When we collaborate on a project, we all have ideas, many of which will be dismissed. This can be damaging to self-esteem.
Many ideas are spontaneous, superficial or flippant but ideas which are developed and considered over time become personal. They come from personal experience, exploration, comparison, and recognition of consequences. All this knowledge supports or dismisses ideas. So when a really good idea comes along, a lot of investment comes with it.
To get children (and adults) to understand the significance of personally grown ideas I play this game:
- Have a bag of lemons from which each student chooses the lemon they like the look of and, holding it, they stand in a large circle facing the middle.

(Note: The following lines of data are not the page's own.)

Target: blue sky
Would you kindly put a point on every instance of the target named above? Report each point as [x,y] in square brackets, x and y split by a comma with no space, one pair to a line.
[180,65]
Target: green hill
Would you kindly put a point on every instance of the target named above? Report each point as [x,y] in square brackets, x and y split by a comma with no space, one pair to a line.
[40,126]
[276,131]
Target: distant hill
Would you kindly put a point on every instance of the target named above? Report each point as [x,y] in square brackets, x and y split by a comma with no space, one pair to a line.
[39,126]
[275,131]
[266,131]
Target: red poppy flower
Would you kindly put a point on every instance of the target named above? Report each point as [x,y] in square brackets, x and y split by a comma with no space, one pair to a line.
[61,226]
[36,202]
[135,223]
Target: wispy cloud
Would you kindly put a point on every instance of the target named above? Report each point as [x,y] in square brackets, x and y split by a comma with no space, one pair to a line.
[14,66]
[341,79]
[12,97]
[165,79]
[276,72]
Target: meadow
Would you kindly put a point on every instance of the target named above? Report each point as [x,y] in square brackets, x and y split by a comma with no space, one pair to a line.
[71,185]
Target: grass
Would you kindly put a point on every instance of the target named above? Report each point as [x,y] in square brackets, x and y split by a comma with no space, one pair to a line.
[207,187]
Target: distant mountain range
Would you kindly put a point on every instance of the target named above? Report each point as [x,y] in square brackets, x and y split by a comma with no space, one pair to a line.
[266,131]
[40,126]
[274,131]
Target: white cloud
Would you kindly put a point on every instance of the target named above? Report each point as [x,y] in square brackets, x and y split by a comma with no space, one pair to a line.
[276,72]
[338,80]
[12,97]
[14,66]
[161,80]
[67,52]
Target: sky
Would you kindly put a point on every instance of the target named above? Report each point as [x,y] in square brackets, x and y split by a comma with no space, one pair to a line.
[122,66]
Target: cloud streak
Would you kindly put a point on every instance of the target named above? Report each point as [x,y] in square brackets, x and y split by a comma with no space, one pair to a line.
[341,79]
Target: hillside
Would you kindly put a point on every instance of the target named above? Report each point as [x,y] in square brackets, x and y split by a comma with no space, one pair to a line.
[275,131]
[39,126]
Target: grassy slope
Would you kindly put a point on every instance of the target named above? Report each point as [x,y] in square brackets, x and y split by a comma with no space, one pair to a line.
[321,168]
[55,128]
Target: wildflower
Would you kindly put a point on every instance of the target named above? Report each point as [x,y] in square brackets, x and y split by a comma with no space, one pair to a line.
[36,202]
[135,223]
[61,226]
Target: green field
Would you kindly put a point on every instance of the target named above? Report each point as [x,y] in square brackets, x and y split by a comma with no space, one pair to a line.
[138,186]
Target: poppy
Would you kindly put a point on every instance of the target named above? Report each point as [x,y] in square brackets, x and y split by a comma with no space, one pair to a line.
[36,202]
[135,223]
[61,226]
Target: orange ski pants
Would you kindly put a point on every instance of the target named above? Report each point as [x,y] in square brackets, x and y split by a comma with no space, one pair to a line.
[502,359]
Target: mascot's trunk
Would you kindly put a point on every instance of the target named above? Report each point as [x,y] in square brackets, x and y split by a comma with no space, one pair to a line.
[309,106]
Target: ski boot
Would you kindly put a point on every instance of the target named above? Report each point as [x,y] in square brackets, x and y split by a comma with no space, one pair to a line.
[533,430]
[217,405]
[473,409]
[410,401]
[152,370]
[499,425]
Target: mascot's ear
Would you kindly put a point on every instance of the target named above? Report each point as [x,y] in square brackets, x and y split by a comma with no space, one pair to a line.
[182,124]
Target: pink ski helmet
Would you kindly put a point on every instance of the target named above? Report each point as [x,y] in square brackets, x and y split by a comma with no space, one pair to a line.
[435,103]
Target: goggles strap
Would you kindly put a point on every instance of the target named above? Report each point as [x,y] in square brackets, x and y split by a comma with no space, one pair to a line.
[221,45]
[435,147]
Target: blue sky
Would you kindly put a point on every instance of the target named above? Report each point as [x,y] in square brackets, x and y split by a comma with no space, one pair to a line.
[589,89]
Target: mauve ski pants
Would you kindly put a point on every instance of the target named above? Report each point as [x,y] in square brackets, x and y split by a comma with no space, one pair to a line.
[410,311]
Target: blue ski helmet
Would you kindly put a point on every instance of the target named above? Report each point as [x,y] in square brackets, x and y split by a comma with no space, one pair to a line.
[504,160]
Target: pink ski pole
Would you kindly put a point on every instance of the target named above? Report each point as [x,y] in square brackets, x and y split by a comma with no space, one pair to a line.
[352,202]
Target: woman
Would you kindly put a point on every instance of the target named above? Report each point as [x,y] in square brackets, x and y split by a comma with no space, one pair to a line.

- They are asked to closely examine their lemon; to observe every tiny detail – each blemish, indentation, colours, patterns, shape and size. They also smell, gently squeeze and roll the lemon in their hands.

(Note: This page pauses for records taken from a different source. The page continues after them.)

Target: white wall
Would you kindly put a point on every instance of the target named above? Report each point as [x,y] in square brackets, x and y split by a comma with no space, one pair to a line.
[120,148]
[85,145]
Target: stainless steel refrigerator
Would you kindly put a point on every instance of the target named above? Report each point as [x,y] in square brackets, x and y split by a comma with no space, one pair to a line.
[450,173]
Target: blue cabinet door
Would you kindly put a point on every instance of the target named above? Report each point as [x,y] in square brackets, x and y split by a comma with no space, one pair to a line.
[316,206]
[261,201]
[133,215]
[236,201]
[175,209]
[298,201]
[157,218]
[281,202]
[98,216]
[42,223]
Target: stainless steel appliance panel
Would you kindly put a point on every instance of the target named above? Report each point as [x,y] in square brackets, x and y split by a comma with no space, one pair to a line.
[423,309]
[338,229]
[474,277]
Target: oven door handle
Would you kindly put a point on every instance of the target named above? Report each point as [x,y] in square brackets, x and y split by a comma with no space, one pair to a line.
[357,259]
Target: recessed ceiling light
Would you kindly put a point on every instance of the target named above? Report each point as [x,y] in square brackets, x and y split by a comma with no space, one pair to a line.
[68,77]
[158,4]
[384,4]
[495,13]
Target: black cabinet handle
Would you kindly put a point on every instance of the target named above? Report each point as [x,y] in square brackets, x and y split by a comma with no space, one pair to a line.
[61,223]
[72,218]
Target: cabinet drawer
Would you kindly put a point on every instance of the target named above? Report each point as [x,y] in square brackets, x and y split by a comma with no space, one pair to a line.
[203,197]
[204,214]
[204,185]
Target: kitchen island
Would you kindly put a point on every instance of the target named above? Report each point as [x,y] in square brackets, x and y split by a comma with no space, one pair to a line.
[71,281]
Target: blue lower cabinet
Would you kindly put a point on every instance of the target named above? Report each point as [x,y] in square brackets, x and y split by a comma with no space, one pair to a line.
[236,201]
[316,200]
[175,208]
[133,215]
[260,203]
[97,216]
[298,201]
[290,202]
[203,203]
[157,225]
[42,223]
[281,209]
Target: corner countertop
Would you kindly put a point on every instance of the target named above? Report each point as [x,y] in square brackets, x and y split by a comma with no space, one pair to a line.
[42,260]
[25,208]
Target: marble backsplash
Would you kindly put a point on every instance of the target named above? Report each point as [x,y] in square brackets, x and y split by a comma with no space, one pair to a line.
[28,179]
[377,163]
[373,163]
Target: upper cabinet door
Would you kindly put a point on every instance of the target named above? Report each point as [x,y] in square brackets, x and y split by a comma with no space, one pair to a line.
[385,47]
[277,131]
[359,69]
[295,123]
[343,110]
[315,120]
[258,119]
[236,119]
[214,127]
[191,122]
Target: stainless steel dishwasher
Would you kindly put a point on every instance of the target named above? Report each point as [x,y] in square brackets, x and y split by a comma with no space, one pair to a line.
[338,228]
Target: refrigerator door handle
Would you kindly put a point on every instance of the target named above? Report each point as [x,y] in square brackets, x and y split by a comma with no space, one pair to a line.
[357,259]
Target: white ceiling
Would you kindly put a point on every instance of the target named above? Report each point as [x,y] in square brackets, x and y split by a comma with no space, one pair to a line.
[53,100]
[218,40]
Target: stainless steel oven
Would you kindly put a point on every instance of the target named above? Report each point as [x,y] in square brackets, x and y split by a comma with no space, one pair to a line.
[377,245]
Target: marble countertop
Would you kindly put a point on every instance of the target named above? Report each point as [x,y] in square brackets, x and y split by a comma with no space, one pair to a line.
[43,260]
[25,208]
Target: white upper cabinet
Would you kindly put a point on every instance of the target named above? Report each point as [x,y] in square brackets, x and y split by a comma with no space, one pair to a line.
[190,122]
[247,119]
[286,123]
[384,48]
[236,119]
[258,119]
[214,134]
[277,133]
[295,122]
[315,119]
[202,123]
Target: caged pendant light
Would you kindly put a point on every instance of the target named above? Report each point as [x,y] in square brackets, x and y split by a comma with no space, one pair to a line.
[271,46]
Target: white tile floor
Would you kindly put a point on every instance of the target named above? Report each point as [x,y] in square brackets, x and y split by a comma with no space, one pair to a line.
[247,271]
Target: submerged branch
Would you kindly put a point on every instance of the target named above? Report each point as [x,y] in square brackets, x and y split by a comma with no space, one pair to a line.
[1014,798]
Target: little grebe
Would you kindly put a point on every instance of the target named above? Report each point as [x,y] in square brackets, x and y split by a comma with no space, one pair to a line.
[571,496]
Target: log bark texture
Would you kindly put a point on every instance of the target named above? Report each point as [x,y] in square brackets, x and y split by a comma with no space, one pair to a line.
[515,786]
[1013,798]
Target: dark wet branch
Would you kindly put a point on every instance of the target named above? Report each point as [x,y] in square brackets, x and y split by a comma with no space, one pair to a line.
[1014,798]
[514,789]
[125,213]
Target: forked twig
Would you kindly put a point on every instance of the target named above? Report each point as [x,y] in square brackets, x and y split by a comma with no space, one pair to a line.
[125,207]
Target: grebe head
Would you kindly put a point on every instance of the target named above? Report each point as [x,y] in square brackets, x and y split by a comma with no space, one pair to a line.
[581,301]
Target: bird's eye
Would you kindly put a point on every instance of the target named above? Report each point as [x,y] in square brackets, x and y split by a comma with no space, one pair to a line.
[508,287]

- They look for the most attractive feature of the lemon and memorise patterns, spots etc so they would recognise their lemon if they had to (planting a thought that they might lose it or have it stolen from them)

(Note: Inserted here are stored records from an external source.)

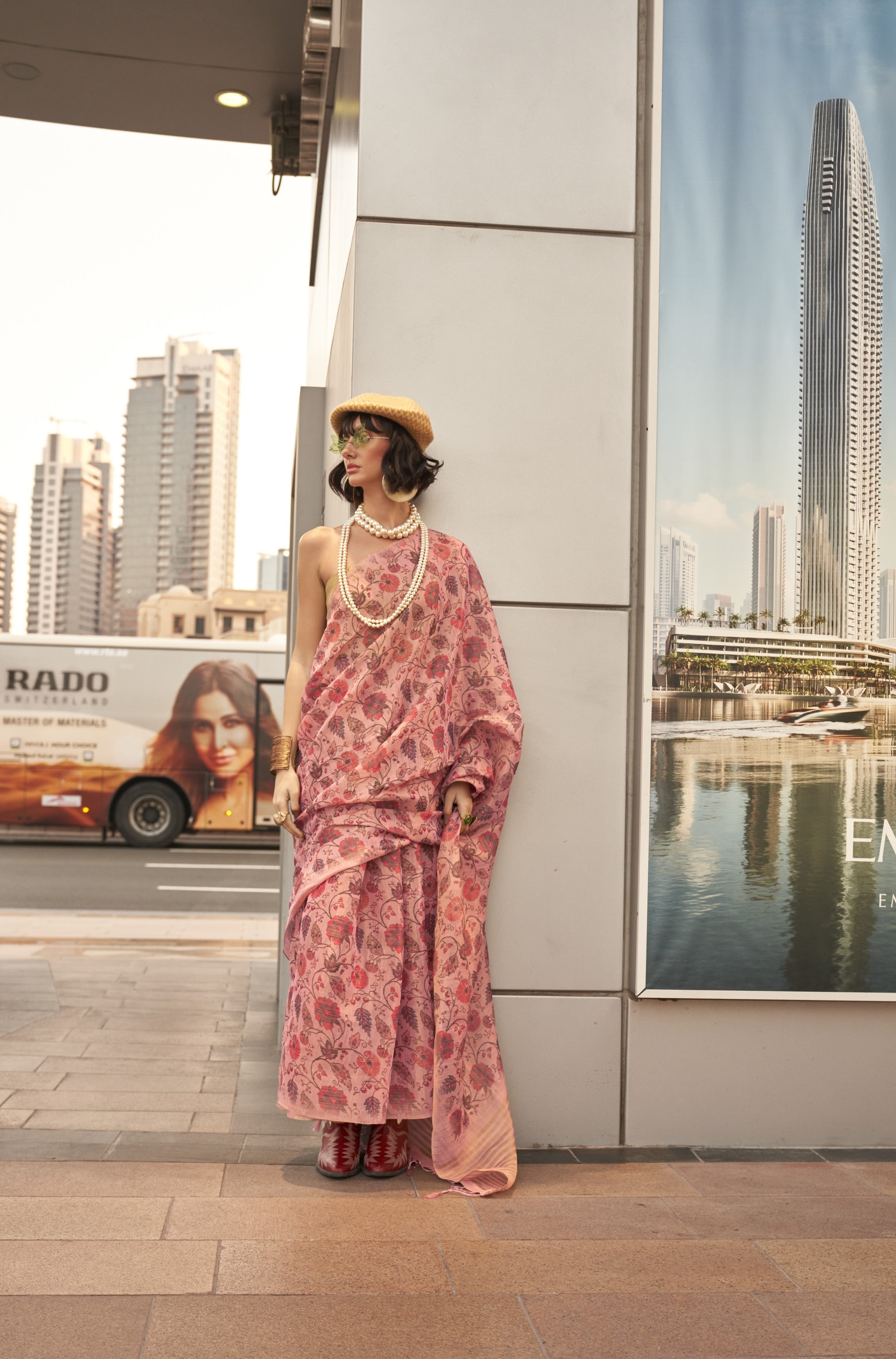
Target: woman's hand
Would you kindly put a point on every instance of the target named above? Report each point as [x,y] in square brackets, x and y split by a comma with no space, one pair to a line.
[459,795]
[287,793]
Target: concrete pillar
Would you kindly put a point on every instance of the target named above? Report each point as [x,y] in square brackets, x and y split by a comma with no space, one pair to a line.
[479,255]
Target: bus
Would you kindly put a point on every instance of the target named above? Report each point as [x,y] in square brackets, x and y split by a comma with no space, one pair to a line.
[140,736]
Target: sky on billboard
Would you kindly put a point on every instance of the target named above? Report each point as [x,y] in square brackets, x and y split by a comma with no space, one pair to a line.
[741,79]
[113,241]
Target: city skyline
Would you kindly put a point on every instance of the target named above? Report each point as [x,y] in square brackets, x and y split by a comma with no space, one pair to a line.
[735,177]
[837,579]
[164,235]
[70,549]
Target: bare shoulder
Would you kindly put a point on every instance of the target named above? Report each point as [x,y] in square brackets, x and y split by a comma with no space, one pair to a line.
[317,543]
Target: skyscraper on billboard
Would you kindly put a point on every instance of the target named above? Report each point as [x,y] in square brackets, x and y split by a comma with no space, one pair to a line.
[770,560]
[678,567]
[274,570]
[7,551]
[887,627]
[180,476]
[841,393]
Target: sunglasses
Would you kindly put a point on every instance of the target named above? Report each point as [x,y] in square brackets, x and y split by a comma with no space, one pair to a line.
[357,441]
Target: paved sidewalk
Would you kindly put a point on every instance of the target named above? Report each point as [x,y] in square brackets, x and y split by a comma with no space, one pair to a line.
[155,1204]
[213,1262]
[124,1055]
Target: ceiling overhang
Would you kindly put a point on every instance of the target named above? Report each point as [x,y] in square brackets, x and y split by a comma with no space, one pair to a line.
[151,67]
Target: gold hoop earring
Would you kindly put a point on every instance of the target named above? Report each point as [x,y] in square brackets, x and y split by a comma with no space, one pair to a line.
[399,497]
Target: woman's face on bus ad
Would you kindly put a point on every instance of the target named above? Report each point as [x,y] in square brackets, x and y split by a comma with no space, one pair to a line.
[222,737]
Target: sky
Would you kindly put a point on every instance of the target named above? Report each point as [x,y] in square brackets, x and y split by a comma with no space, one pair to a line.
[741,79]
[113,241]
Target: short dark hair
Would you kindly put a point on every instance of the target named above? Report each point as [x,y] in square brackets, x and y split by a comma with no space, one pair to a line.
[404,464]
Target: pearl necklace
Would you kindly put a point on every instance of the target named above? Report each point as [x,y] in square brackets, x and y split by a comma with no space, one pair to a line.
[377,530]
[415,584]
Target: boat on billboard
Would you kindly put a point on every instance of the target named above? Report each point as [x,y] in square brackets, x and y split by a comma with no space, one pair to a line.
[138,736]
[771,863]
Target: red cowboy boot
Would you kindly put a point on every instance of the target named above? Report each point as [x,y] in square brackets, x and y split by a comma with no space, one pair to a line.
[340,1150]
[386,1150]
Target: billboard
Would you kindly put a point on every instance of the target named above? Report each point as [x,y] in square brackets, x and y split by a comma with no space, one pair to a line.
[81,718]
[771,862]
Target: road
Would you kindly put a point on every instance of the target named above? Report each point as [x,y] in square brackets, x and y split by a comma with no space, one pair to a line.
[115,877]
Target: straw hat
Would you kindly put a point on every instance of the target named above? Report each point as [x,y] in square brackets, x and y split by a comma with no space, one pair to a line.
[401,409]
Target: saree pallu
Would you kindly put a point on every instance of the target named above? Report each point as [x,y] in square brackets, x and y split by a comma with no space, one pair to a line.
[389,1012]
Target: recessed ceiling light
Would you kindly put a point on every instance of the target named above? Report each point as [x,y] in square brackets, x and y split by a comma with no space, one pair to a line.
[21,71]
[233,98]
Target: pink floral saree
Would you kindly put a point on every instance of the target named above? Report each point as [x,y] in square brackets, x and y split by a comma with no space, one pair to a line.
[389,1013]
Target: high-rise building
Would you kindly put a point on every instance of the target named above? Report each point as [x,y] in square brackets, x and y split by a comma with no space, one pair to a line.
[180,476]
[70,569]
[274,570]
[841,396]
[678,573]
[887,625]
[711,605]
[7,548]
[770,563]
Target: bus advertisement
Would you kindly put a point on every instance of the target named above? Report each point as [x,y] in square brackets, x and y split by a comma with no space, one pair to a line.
[140,736]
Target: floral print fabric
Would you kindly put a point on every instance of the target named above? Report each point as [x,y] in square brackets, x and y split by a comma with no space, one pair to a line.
[362,993]
[391,1012]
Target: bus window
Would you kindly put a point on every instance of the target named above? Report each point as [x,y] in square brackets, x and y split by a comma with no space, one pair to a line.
[268,725]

- This is a light hearted exercise but this next bit will need insistence that they comply and take it seriously or the game won’t work. You tell them to think carefully about how much they love their lemon and stress that the lemon belongs exclusively to them– that’s what makes it so special. What you want is the students’ commitment to their lemon, to LOVE their lemon; they will protect and nurture it, the lemon depends on its owner for survival. Threatening to take their lemon off them usually does the trick. Even if they haven’t committed to loving their lemon, if they can’t have it. Nobody will!
- When you feel that this is happening, ask the students to “show off” their lemon to the person next to them – their lemon is the best and what qualities of their lemon they are most proud of. They acknowledge that their lemon is worthy of their praise.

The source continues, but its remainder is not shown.